The Handmaid’s Tale is bleak but there’s a glimmer of hope, as I mentioned before. While some of the oppressed help keep up the system, there are many who plot an uprising.

Before ending this post, I’d like to mention one other aspect that I found chilling. One reason why women were so easily disempowered was because pre-Gilead society didn’t use cash but only credit cards. That way it was easy to stop the women’s access and transfer their money to their husband’s account and to disempower them completely. They didn’t even have enough cash to buy a ticket to somewhere else and escape. I found this chilling because I know a great many people who say that we are moving away from cash and to the exclusive use of cards/online banking etc.

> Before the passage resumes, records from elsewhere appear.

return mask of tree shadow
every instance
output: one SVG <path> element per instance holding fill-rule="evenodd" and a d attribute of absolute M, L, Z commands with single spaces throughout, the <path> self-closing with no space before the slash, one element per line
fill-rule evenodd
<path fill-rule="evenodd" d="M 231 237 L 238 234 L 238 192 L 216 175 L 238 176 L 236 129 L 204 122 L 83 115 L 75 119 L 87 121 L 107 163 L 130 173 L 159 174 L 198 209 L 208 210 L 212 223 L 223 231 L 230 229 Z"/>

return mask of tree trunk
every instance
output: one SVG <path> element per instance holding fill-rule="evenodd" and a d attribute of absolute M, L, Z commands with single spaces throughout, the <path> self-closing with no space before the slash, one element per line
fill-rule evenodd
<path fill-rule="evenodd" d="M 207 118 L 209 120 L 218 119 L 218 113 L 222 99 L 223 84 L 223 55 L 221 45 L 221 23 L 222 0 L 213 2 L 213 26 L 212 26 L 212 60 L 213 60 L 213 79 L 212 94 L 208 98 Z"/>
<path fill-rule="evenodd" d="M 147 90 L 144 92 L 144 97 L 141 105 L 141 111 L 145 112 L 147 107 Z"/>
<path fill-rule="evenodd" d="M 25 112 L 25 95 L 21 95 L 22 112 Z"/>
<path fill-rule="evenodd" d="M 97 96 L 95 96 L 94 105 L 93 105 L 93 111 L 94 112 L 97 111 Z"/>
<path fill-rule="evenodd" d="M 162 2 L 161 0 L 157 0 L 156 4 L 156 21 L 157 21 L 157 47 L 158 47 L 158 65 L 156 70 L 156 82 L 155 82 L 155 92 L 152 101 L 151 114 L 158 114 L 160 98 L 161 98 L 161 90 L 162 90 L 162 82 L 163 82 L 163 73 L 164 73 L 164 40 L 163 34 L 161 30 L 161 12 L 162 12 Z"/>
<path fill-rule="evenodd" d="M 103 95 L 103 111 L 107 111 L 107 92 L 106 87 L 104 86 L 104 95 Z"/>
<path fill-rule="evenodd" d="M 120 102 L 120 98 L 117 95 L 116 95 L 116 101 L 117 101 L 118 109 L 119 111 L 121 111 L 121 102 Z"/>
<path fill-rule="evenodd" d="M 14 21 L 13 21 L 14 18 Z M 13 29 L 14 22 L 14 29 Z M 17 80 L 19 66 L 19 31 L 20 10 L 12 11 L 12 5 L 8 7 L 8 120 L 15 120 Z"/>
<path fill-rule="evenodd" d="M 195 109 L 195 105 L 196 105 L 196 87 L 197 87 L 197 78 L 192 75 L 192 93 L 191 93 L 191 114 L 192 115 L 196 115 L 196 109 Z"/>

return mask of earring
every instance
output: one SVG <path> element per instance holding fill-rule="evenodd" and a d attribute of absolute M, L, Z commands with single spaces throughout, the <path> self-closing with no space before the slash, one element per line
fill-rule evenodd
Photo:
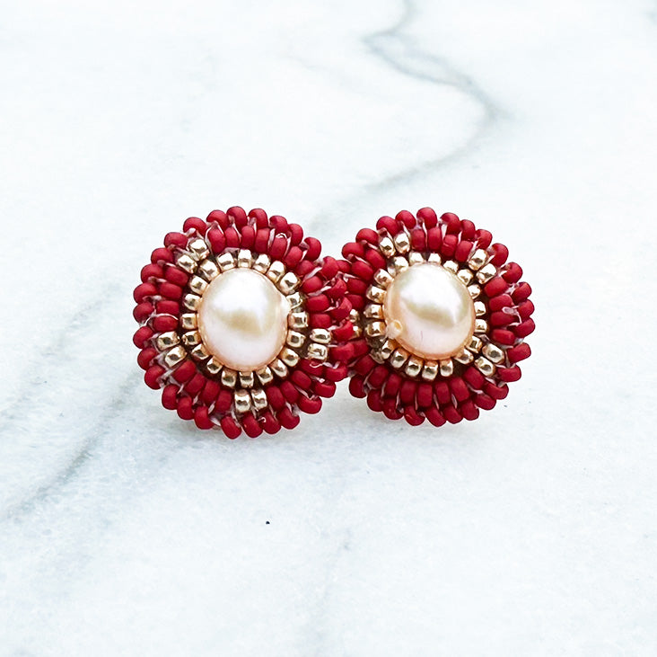
<path fill-rule="evenodd" d="M 146 385 L 199 429 L 293 429 L 347 374 L 344 261 L 320 260 L 301 226 L 234 207 L 169 233 L 134 293 Z"/>
<path fill-rule="evenodd" d="M 431 208 L 381 217 L 342 253 L 354 307 L 349 390 L 409 424 L 475 420 L 521 377 L 531 288 L 486 230 Z"/>

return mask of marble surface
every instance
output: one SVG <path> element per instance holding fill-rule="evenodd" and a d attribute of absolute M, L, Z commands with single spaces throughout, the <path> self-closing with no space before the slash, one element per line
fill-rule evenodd
<path fill-rule="evenodd" d="M 657 5 L 26 0 L 0 24 L 0 653 L 657 653 Z M 232 204 L 432 205 L 534 289 L 477 422 L 200 434 L 131 291 Z"/>

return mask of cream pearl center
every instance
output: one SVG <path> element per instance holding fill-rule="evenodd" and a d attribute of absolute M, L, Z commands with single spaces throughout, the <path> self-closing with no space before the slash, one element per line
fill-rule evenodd
<path fill-rule="evenodd" d="M 475 327 L 475 306 L 468 288 L 451 271 L 430 262 L 395 277 L 383 312 L 390 337 L 425 359 L 455 356 Z"/>
<path fill-rule="evenodd" d="M 278 355 L 289 311 L 289 302 L 267 278 L 251 269 L 232 269 L 203 293 L 198 331 L 206 349 L 222 363 L 250 371 Z"/>

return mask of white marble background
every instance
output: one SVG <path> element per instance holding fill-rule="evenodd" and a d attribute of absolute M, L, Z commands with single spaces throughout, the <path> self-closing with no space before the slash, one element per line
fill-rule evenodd
<path fill-rule="evenodd" d="M 4 3 L 0 653 L 654 655 L 657 5 Z M 231 442 L 159 405 L 131 292 L 232 204 L 337 253 L 453 210 L 534 288 L 477 422 L 346 386 Z"/>

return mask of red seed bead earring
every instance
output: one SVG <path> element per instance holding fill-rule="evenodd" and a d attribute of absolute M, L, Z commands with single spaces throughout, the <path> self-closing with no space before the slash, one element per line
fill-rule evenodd
<path fill-rule="evenodd" d="M 146 385 L 199 429 L 252 438 L 318 413 L 353 356 L 348 265 L 262 209 L 215 210 L 169 233 L 135 289 Z"/>
<path fill-rule="evenodd" d="M 342 253 L 355 321 L 349 389 L 409 424 L 475 420 L 521 377 L 531 288 L 487 230 L 431 208 L 381 217 Z"/>

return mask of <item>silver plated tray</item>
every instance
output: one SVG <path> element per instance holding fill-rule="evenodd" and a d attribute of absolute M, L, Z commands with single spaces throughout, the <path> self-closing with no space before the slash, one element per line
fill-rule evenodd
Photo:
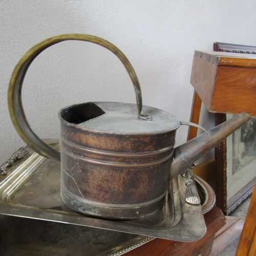
<path fill-rule="evenodd" d="M 50 144 L 58 149 L 58 143 Z M 169 182 L 165 204 L 157 212 L 138 220 L 117 221 L 88 217 L 67 207 L 60 196 L 59 162 L 33 153 L 9 168 L 0 180 L 0 214 L 142 235 L 136 237 L 139 240 L 158 237 L 191 242 L 206 231 L 201 205 L 183 199 L 186 179 L 181 176 Z"/>

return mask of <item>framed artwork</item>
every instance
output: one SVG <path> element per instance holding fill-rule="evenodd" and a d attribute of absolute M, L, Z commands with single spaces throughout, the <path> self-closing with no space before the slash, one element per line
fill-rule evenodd
<path fill-rule="evenodd" d="M 216 115 L 216 125 L 234 116 Z M 251 195 L 256 181 L 256 117 L 216 147 L 215 158 L 218 204 L 228 216 Z"/>
<path fill-rule="evenodd" d="M 256 46 L 215 42 L 214 51 L 255 54 Z M 232 116 L 216 113 L 216 125 Z M 228 216 L 250 197 L 256 181 L 256 148 L 253 146 L 256 143 L 255 118 L 252 117 L 215 149 L 217 206 Z"/>

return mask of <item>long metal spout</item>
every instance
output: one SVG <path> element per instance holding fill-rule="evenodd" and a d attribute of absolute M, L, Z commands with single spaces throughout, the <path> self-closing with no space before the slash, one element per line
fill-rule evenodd
<path fill-rule="evenodd" d="M 208 151 L 221 142 L 227 136 L 250 119 L 243 112 L 194 139 L 176 147 L 170 164 L 169 180 L 172 180 Z"/>

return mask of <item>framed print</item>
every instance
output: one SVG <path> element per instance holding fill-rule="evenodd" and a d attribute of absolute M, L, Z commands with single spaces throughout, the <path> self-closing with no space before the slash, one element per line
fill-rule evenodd
<path fill-rule="evenodd" d="M 216 114 L 216 124 L 234 115 Z M 256 180 L 256 117 L 216 147 L 217 206 L 230 215 L 249 198 Z"/>

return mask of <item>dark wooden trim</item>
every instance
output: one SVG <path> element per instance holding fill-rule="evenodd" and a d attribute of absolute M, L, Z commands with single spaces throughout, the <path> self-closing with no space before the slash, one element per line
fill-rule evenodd
<path fill-rule="evenodd" d="M 214 51 L 256 54 L 256 46 L 215 42 L 214 42 Z"/>

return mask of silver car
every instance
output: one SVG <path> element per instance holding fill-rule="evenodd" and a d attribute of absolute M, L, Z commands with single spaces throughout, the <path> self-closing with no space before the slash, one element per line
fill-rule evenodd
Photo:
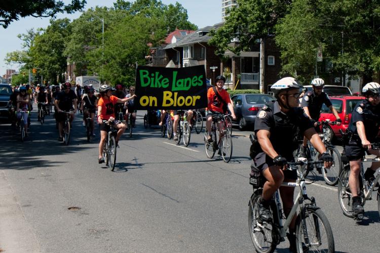
<path fill-rule="evenodd" d="M 243 130 L 248 126 L 253 128 L 256 115 L 264 105 L 275 100 L 268 94 L 237 94 L 231 98 L 234 103 L 234 111 L 239 129 Z"/>

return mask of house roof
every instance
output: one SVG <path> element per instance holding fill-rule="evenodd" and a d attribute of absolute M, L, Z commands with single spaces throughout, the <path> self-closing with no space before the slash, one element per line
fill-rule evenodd
<path fill-rule="evenodd" d="M 211 38 L 211 36 L 208 35 L 208 32 L 213 29 L 218 29 L 220 26 L 219 24 L 217 24 L 212 26 L 208 26 L 199 29 L 196 31 L 196 32 L 193 32 L 182 37 L 180 40 L 177 41 L 175 43 L 167 45 L 164 48 L 164 49 L 182 47 L 187 45 L 201 42 L 208 42 L 210 39 Z M 200 35 L 199 33 L 202 33 L 202 35 Z"/>

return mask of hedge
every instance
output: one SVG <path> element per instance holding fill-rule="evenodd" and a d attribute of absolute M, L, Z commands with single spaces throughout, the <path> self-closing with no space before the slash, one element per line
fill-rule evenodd
<path fill-rule="evenodd" d="M 235 90 L 234 91 L 227 91 L 227 92 L 230 96 L 243 93 L 260 94 L 260 91 L 258 90 Z"/>

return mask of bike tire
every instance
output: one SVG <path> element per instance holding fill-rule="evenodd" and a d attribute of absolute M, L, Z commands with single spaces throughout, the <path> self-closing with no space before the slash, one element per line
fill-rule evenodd
<path fill-rule="evenodd" d="M 321 210 L 315 207 L 307 207 L 309 215 L 305 218 L 305 227 L 298 216 L 296 220 L 296 246 L 297 252 L 335 252 L 332 230 L 327 217 Z M 305 242 L 304 230 L 307 231 L 310 244 Z M 305 248 L 307 247 L 307 249 Z"/>
<path fill-rule="evenodd" d="M 116 163 L 116 142 L 115 138 L 112 136 L 109 137 L 108 140 L 108 167 L 113 172 L 115 168 L 115 164 Z"/>
<path fill-rule="evenodd" d="M 232 156 L 232 138 L 227 131 L 222 134 L 221 140 L 220 154 L 224 162 L 229 162 Z"/>
<path fill-rule="evenodd" d="M 191 131 L 190 131 L 190 125 L 186 122 L 183 123 L 183 146 L 187 147 L 190 143 L 190 137 L 191 136 Z"/>
<path fill-rule="evenodd" d="M 259 191 L 258 193 L 260 192 Z M 258 226 L 256 218 L 258 216 L 256 208 L 259 194 L 252 194 L 248 204 L 248 227 L 252 242 L 255 247 L 256 252 L 269 253 L 275 251 L 277 246 L 276 241 L 273 239 L 273 234 L 268 234 L 269 230 Z M 270 240 L 267 237 L 271 237 Z"/>
<path fill-rule="evenodd" d="M 170 140 L 173 137 L 173 121 L 169 118 L 166 122 L 166 135 L 168 139 Z"/>
<path fill-rule="evenodd" d="M 63 141 L 65 145 L 67 146 L 70 142 L 70 123 L 68 121 L 65 122 L 64 129 L 63 130 L 64 135 L 63 135 Z"/>
<path fill-rule="evenodd" d="M 195 120 L 195 132 L 197 134 L 199 134 L 202 133 L 202 129 L 203 129 L 203 117 L 202 116 L 202 113 L 197 112 Z"/>
<path fill-rule="evenodd" d="M 342 170 L 338 181 L 338 198 L 343 214 L 352 218 L 352 195 L 349 188 L 350 165 L 347 164 Z"/>
<path fill-rule="evenodd" d="M 342 170 L 341 156 L 335 147 L 327 147 L 327 149 L 334 161 L 329 168 L 322 167 L 322 172 L 326 184 L 332 186 L 336 185 L 339 181 L 339 175 Z"/>

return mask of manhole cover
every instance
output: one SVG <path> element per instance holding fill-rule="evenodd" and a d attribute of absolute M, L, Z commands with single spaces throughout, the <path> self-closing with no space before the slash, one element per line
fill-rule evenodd
<path fill-rule="evenodd" d="M 78 211 L 81 209 L 81 207 L 78 207 L 78 206 L 70 206 L 67 209 L 71 210 L 71 211 Z"/>

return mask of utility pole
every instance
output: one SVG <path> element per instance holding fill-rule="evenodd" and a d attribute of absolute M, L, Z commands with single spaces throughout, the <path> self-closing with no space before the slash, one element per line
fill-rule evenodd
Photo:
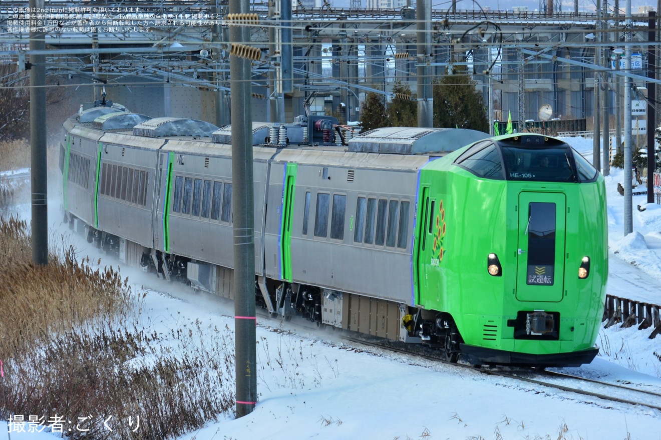
<path fill-rule="evenodd" d="M 30 15 L 44 11 L 44 0 L 30 0 Z M 44 50 L 46 34 L 30 28 L 30 50 Z M 48 264 L 48 170 L 46 148 L 46 55 L 30 55 L 30 179 L 32 187 L 32 263 Z"/>
<path fill-rule="evenodd" d="M 656 12 L 650 11 L 648 13 L 647 25 L 648 32 L 647 40 L 654 42 L 656 39 Z M 656 151 L 654 149 L 654 132 L 656 124 L 656 112 L 654 109 L 654 100 L 656 96 L 656 79 L 655 67 L 656 66 L 656 49 L 654 44 L 648 46 L 647 57 L 647 77 L 650 80 L 647 82 L 647 203 L 654 202 L 654 175 L 656 162 Z"/>
<path fill-rule="evenodd" d="M 432 0 L 417 4 L 418 127 L 434 127 L 434 94 L 432 91 Z"/>
<path fill-rule="evenodd" d="M 602 42 L 602 2 L 597 0 L 597 25 L 594 30 L 595 40 L 597 44 L 594 46 L 594 65 L 599 66 L 602 64 L 602 49 L 600 43 Z M 600 155 L 602 154 L 602 133 L 600 129 L 600 93 L 602 90 L 601 81 L 600 80 L 600 74 L 598 71 L 594 71 L 594 127 L 592 135 L 592 165 L 597 170 L 602 169 Z"/>
<path fill-rule="evenodd" d="M 661 1 L 661 0 L 660 0 Z M 613 17 L 615 29 L 619 28 L 619 0 L 615 1 L 615 16 Z M 619 42 L 618 36 L 615 40 Z M 619 51 L 621 49 L 618 48 Z M 620 54 L 615 54 L 615 152 L 619 153 L 622 149 L 622 79 L 619 71 Z"/>
<path fill-rule="evenodd" d="M 608 26 L 608 1 L 603 0 L 603 12 L 602 13 L 602 16 L 603 18 L 603 25 L 602 28 L 606 28 Z M 605 29 L 604 29 L 605 30 Z M 607 34 L 609 35 L 609 33 Z M 609 37 L 608 36 L 605 36 L 603 40 L 607 42 L 608 42 Z M 604 51 L 605 52 L 606 51 Z M 600 54 L 601 55 L 601 54 Z M 604 65 L 608 65 L 608 60 L 603 60 L 605 61 Z M 602 149 L 602 170 L 603 175 L 608 175 L 610 174 L 611 171 L 611 163 L 610 163 L 610 149 L 609 148 L 611 141 L 611 128 L 609 127 L 610 115 L 611 115 L 611 103 L 610 103 L 610 73 L 604 72 L 603 73 L 603 149 Z"/>
<path fill-rule="evenodd" d="M 625 7 L 624 70 L 631 73 L 631 0 Z M 631 193 L 631 79 L 624 79 L 624 235 L 633 232 Z"/>
<path fill-rule="evenodd" d="M 229 16 L 248 16 L 248 0 L 229 0 Z M 231 21 L 231 20 L 230 20 Z M 231 44 L 250 42 L 250 26 L 230 24 Z M 253 181 L 253 112 L 251 60 L 230 51 L 232 121 L 232 209 L 234 223 L 234 329 L 237 416 L 257 402 L 254 302 L 254 193 Z M 240 52 L 241 51 L 238 51 Z M 227 183 L 225 183 L 227 185 Z"/>

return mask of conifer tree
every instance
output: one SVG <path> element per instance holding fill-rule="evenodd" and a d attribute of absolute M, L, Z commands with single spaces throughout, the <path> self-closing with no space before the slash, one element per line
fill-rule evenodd
<path fill-rule="evenodd" d="M 360 125 L 363 132 L 389 125 L 383 97 L 375 92 L 370 92 L 365 97 L 365 103 L 360 109 Z"/>
<path fill-rule="evenodd" d="M 471 129 L 489 133 L 482 94 L 471 76 L 459 73 L 434 84 L 434 126 Z"/>

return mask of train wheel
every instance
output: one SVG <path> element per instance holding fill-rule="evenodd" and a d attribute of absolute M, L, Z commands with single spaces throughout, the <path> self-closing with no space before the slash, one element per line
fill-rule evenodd
<path fill-rule="evenodd" d="M 456 363 L 459 360 L 459 352 L 452 350 L 452 336 L 450 332 L 446 334 L 445 344 L 443 347 L 443 358 L 445 360 L 452 363 Z"/>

When The Handmaid’s Tale was published, readers thought that Atwood depicted a Muslim society. Maybe she did. I think we shouldn’t read it like that. We should read it as a portrayal of the belief system and the functioning of a totalitarian government. Thinking that she wrote about a Muslim society is something we cannot afford. It can happen in other societies as well.

Now on to something different. Look at those covers! And I haven’t even posted all of those I found. Mine is the one on the far left. It’s not my favorite. The one I’m most familiar with is the second to the left, the one I like the most is the fifth from the left but I actually find the first and the last to do the book more justice. Do you have a favourite?